A Year of The Guardian
Many years ago, when Mark Leggott first moved to Prince Edward Island to become University Librarian, we had lunch at the old Interlude restaurant on Kent Street. Mark and I first met in 1994 in St. John’s at the Access conference, and kept bumping into each other at Access ever couple of years, so this was more of a “so, what are you up to these days” lunch than a introductory lunch. And, as is usual with Mark, the conversation was wide-ranging. I casually mentioned, at the tail end of our lunch, that one of my great desires was to see the archive of The Guardian, Prince Edward Island’s newspaper of record, scanned and made available as a digital archive.
Several months later I was happily surprised to find that a project was created at UPEI to do just this: meetings were held with The Guardian, scanners were acquired, software workflow developer, and the long job of scanning and archiving began. Early results — 890 issues wrapped inside a prototype — have been available for several years at IslandNewspapers.ca, and a new version, with a more extensive archive and improved viewer, is in development now. I’ve been poking around this beta for the last month, and figured out enough about how it’s structured to be able to automatically scrape scanned newspaper images out of it (in short, I wrote a PHP script that uses cURL to log into Drupal and then uses the fact that, in Islandora, the image path is standard and contains the date of the issue in question, to grab images for a given range of dates).
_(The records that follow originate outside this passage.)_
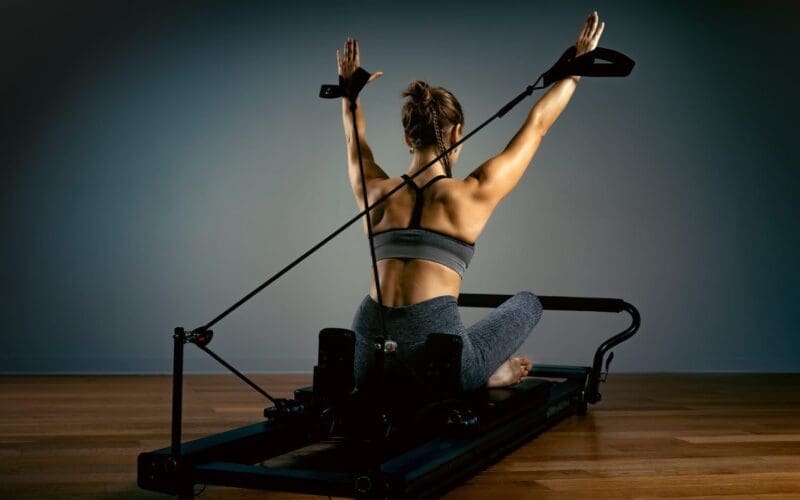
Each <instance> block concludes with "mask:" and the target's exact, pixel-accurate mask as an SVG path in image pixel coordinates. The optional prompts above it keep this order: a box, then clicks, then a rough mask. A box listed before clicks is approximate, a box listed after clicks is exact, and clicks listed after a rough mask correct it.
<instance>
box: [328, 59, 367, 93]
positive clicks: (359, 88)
mask: <svg viewBox="0 0 800 500" xmlns="http://www.w3.org/2000/svg"><path fill="white" fill-rule="evenodd" d="M371 75H372V74H371V73H370V72H369V71H367V70H365V69H364V68H362V67H361V66H359V67H358V68H357V69H356V70H355V72H353V76H351V77H350V78H348V79H347V80H345V79H344V78H343V77H342V75H339V85H323V86H322V87H321V88H320V89H319V96H320V97H322V98H324V99H335V98H337V97H347V98H349V99H355V98H356V97H358V94H359V92H361V89H363V88H364V86H365V85H366V84H367V82H368V81H369V77H370V76H371Z"/></svg>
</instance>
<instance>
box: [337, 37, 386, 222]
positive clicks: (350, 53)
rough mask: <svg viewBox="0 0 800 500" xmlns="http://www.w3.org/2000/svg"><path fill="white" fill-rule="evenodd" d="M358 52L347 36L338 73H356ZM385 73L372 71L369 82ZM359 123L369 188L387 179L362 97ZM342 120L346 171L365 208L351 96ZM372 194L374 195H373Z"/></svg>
mask: <svg viewBox="0 0 800 500" xmlns="http://www.w3.org/2000/svg"><path fill="white" fill-rule="evenodd" d="M359 59H360V58H359V54H358V42H357V41H356V40H355V39H353V38H351V37H348V38H347V40H346V41H345V44H344V53H343V54H342V53H340V52H339V51H338V50H337V51H336V60H337V62H338V65H339V76H341V77H342V78H344V80H345V81H346V80H348V79H349V78H351V77H352V76H353V73H354V72H355V70H356V69H358V67H359V66H360V65H361V64H360V60H359ZM382 74H383V73H381V72H380V71H376V72H375V73H373V74H372V75H371V76H370V78H369V81H368V82H367V83H369V82H371V81H373V80H375V79H376V78H380V76H381V75H382ZM355 115H356V124H357V125H358V127H357V128H358V143H359V144H360V145H361V160H362V162H363V163H364V174H365V178H366V182H367V189H368V190H369V189H370V184H372V183H373V182H374V181H376V180H383V179H388V178H389V176H388V175H386V172H384V171H383V170H382V169H381V168H380V167H379V166H378V164H377V163H375V158H374V156H373V155H372V150H371V149H370V147H369V145H368V144H367V136H366V122H365V120H364V114H363V113H362V112H361V98H358V97H357V98H356V112H355ZM342 124H343V125H344V138H345V142H346V145H347V166H348V168H347V171H348V175H349V176H350V187H352V189H353V194H354V195H355V197H356V200H357V201H358V203H359V205H360V206H361V208H362V209H363V208H364V207H365V204H364V199H363V198H364V196H363V192H362V188H361V169H360V167H359V164H358V150H357V149H356V140H355V139H354V138H353V133H354V130H353V116H352V114H351V112H350V99H349V98H348V97H343V98H342ZM370 198H371V197H370Z"/></svg>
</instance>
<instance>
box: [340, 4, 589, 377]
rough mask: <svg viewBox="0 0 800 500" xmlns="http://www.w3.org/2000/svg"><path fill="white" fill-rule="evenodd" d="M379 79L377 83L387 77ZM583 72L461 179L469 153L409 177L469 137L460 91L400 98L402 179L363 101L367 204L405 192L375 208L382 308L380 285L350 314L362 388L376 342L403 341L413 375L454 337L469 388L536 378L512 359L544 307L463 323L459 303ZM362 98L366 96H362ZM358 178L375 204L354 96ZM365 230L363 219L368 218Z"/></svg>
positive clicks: (348, 117) (351, 164)
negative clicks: (466, 267) (541, 148)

I’m a strong believer that projects like this need to have active hacking activity around their fringes to expose new opportunities for home information might be reused, resorted, redisplayed, reimagined. And so I decided that, by way of taking the expanded archive out for a ride, by way of marking The Guardian’s 125 anniversary this year, and by way of thanking the paper for its support of the archiving project, I’d make The Guardian a Christmas present.
I used my script to pull every cover from the 1912 volume of the paper — 304 issues in all — as high-resolution JPEG2000 images. I then converted these images to TIFF images (using Graphic Converter because my local Image Magick install can’t read JPEG2000 images), and then used Image Magick to create a very large composite image using the montage command:
montage 1912*.tiff -tile 16x19 -geometry +20+20 ../1912-montage.tiff
(This says “take all of the TIFF files with names starting with 1912 and make a 16 image wide by 19 image high composite, leaving 20 pixels of vertical and horizontal space between each image).
Generating the composite was surprisingly quick (I sometimes forget just how much raw horsepower modern computers pack). When it was generated I loaded it into Graphic Converter, added text at the bottom with title and credits, and then resized it to a more reasonable 8140 x 13300. Here’s a smaller version of what I ended up with:
Among other things, hidden away inside the composite you’ll find mention of the sinking of the Titanic:
I emailed the resulting TIFF to Kwik Kopy for some experimentation; they called me up the next day to look at some test prints, and after deciding to increase the size by 25% to make the covers slightly more readable, they went to print.
I picked up the result on Friday afternoon; I have a bad head for estimating size, so I was surprised by how huge it was:
I packed the print back in its box and ran it over to The Guardian office on Prince Street where I left it for editor Gary MacDougall. Less than an hour later a nice thank you photo showed up on Twitter:
You can grab the high-resolution image for yourself (100 MB TIFF image) if you’d like to explore it in more detail (headlines are very readable when you zoom in) or print a version for yourself (Kwik Kopy does great work and they’re familiar with the image now so printing additional copies shouldn’t be an issue!).